I'm working on an implementation of the usual unification algorithm in the usual way: recursive descent through expression trees, adding variable bindings to a hash table along the way, doing the occurs check. In Java as it happens, using override functions to go with the grain of the language, so the part of the implementation dealing with variables is:
@Override
public boolean unify(Term a, Map<Var, Term> map) {
if (this == a) {
return true;
}
Term x = map.get(this);
if (x != null) {
return x.unify(a, map);
}
if (a instanceof Var) {
x = map.get((Var) a);
if (x != null) {
return x.unify(this, map);
}
}
if (a.occurs(this)) {
return false;
}
map.put(this, a);
return true;
}
This version is correct and for many cases quite fast, but it has a problem, which arises particularly when using it for type inference. When unifying lots of variables to the same target, it ends up with a set of bindings that basically looks like this:
a=b
b=c
c=d
d=e
Then each time a new variable must be unified to the same thing, it has to step through the chain one step at a time to find where it's at by now, which takes O(N) time, which means unifying a collection of variables to the same thing takes total time O(N^2).

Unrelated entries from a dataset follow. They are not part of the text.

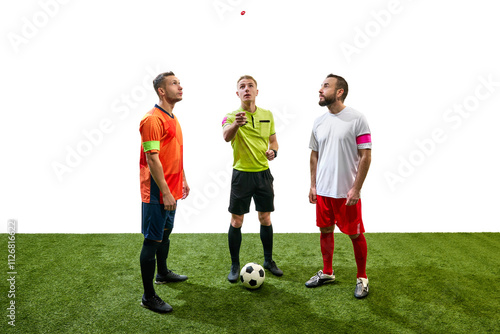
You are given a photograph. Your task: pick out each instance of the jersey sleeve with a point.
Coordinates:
(363, 134)
(273, 129)
(313, 143)
(228, 119)
(151, 133)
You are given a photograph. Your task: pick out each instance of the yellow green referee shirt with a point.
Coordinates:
(252, 139)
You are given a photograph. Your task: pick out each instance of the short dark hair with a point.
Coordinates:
(158, 81)
(246, 77)
(341, 84)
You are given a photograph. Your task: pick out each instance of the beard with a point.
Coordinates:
(327, 101)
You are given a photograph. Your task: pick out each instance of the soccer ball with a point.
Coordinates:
(252, 275)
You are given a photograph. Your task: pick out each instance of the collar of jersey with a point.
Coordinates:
(251, 113)
(157, 106)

Probably the best solution is to implement some kind of shortcut, something along the lines of updating a
to point directly to the current end target, whatever that may be. It's not entirely obvious how to do this in a way that will be correct and efficient in all cases.
Unification has been well known and quite widely used for decades, so I would imagine the solution to this must also have been known for decades, but the several discussions I've seen of unification, don't seem to mention it.
What exactly is the way to modify the algorithm to deal with it?